Done some research and things to look for 
FSH (a must with any car in my opinion)
Water pump and Cambelt change every 65k or 5 years is it?
Dash dials a common fault? 
And coolant to reach 90 degrees?

Anything Iv missed please let me know 

Looking forward to looking at the progress threads and once mine has started will keep it updated regularly!

Thanks Matt


----------



## davelincs (Jan 1, 2010)

Hi Matt, welcome to the forum


----------



## Stueyturn (Jun 29, 2011)

Hi Matt,

Welcome to the forum and good luck with your search


----------



## YELLOW_TT (Feb 25, 2004)

Welcome


----------



## Hoggy (May 8, 2002)

Hi Matt, Welcome to the TTF.
Looks as if you have already seen my standard reply, if not here it is..

Service history is very important. cambelt/water pump every 65k miles or 5 years which ever comes first, dash instruments (dashpod) read correctly, coolant temp reaches 90 within a couple of miles & stays there.
Get written confirmation of cambelt/water pump change or reduce price by £500 & get it replaced ASAP.
If it has xenon headlights, make sure the headlight washers work, MOT fail.
3.2 V6 no turbo or cambelt to worry about, so should be more reliable, DSG may be weak link, unless you can find a manual.& a nicer exhaust note.
Don't rush into it.

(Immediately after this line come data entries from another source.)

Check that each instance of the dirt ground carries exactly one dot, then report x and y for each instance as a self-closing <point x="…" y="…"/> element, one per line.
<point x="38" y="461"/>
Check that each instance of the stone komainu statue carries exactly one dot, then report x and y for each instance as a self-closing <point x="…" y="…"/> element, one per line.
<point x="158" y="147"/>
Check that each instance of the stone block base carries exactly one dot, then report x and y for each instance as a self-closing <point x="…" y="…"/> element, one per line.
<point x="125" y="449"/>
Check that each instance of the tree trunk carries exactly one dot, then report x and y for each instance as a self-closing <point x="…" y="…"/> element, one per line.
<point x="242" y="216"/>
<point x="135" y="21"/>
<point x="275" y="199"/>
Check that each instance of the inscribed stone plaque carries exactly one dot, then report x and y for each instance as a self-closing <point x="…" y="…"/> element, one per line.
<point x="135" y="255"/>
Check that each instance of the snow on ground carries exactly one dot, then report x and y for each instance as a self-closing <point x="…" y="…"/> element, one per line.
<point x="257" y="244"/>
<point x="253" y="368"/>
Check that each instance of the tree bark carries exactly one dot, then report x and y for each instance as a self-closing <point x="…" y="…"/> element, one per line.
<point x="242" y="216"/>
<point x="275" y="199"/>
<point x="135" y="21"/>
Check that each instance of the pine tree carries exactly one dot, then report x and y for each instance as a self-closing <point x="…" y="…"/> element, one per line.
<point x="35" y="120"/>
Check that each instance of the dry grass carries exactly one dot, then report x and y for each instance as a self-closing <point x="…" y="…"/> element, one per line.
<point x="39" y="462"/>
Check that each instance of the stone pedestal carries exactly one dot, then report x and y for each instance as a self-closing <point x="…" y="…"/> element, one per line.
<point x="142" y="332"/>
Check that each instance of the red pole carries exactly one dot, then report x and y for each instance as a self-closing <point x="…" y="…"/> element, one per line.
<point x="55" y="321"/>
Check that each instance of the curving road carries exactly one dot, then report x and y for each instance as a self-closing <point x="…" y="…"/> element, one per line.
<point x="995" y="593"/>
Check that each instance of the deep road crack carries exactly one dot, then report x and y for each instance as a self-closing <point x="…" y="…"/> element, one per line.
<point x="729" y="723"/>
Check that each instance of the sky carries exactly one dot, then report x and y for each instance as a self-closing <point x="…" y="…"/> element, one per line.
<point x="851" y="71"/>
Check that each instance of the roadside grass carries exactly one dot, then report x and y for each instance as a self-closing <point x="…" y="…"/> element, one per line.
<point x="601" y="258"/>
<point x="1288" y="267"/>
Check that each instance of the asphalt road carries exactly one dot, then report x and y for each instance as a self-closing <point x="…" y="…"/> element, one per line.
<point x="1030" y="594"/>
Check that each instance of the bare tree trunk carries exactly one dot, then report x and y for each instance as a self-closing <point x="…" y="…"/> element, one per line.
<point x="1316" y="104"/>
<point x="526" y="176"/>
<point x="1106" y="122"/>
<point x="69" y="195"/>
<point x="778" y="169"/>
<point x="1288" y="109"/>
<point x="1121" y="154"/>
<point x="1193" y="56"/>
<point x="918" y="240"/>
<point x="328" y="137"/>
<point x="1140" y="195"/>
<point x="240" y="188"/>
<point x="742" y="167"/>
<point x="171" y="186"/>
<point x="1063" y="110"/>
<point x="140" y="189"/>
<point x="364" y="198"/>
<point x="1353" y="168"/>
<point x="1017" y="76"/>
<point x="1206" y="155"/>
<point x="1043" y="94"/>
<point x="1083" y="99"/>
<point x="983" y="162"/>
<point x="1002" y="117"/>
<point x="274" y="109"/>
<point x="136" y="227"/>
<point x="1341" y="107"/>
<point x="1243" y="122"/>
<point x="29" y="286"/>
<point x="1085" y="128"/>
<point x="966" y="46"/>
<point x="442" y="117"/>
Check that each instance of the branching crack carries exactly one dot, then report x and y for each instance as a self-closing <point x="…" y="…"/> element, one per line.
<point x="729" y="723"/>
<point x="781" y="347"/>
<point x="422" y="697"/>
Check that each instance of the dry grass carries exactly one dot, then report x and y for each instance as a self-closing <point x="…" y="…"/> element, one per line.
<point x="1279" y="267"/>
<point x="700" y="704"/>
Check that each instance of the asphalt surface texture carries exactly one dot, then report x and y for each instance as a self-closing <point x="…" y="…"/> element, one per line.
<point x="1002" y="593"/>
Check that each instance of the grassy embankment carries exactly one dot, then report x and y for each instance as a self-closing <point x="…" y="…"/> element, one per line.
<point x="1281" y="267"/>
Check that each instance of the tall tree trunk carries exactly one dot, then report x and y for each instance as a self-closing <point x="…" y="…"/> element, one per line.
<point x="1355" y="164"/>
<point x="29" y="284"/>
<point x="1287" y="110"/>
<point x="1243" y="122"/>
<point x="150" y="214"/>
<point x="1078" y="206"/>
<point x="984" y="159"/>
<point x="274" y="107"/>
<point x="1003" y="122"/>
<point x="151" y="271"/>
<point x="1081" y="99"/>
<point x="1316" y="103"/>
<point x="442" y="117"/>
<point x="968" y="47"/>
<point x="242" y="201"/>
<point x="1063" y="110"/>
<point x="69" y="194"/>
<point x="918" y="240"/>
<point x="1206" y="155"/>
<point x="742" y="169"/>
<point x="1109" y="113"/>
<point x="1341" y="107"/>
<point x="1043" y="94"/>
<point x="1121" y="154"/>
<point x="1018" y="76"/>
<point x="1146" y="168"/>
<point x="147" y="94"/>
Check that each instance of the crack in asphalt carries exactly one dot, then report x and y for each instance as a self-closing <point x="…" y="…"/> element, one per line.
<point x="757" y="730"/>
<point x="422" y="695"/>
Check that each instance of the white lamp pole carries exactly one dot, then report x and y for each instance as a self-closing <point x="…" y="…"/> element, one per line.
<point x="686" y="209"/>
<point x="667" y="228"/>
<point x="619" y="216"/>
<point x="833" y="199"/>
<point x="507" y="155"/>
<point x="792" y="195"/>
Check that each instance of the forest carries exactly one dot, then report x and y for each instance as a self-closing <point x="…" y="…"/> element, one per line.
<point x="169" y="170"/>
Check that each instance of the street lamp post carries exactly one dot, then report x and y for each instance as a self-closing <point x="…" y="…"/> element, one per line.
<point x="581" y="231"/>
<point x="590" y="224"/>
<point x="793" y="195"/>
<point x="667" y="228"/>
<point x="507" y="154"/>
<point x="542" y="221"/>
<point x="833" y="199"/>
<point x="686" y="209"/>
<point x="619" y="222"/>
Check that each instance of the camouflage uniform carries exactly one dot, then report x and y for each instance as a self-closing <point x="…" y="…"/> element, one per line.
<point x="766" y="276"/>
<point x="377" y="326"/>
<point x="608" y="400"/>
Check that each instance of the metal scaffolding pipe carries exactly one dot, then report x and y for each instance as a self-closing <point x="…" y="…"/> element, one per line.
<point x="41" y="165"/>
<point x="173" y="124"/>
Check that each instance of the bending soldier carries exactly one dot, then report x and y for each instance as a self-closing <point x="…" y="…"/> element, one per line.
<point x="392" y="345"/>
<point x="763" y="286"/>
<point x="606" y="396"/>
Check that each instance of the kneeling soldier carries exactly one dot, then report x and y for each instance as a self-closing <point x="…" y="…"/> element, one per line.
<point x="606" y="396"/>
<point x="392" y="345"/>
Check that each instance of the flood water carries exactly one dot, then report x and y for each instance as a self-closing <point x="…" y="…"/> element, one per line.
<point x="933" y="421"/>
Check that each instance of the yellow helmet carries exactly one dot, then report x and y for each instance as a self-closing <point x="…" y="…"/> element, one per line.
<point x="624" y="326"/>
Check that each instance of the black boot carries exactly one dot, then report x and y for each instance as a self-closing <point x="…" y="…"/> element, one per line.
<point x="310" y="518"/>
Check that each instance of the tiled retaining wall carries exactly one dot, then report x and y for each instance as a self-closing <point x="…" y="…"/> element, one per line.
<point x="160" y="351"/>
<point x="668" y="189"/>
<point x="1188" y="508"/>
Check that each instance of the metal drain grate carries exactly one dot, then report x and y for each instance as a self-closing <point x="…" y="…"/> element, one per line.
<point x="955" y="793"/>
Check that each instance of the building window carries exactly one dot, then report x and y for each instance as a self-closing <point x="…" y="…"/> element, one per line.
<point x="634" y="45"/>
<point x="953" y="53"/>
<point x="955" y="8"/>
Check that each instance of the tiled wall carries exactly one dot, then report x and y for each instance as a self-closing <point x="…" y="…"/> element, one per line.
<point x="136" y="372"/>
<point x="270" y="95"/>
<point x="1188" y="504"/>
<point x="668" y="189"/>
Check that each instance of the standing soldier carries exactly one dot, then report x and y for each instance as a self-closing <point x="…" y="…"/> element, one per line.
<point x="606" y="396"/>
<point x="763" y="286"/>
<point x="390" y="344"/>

A good TT is a wonderful car, a bad un can be a money pit.
Plenty of good uns out there, but probably more bad uns, *so as I said don't rush into it.*
A cheap TT, could be the most expensive car you've ever bought.
Hoggy.


----------



## MattG90 (Jan 31, 2014)

Thanks for welcomes 

I'm hoping it won't be too long till I find one!

If anyone spots a decent one please let me know!

And Hoggy, I didn't actually it's things Iv read on google etc but there's a couple other bits I didn't know in your post so thanks


----------



## Lollypop86 (Oct 26, 2013)

Hai and Welcome!

J
xx


----------



## cabhappy (Jan 31, 2014)

hi, welcome, i'm new on here aswell , been reading through your forum dont know whether you got my message but i have a tt convertible 225 baseball interior, silver 118k mot'd - aug taxed til febuary, i'm in cumbria.
timing belt, water pump and thermostat has been done last year , thanks cliff


----------



## MattG90 (Jan 31, 2014)

Lollypop86 said:


> Hai and Welcome!
> 
> J
> xx


Thanks


----------



## MattG90 (Jan 31, 2014)

cabhappy said:


> hi, welcome, i'm new on here aswell , been reading through your forum dont know whether you got my message but i have a tt convertible 225 baseball interior, silver 118k mot'd - aug taxed til febuary, i'm in cumbria.
> timing belt, water pump and thermostat has been done last year , thanks cliff


Hi and thanks  
No sorry I must have missed it, sounds good but unfortunately not looking for a convertible sorry, but good luck with your sale tho


----------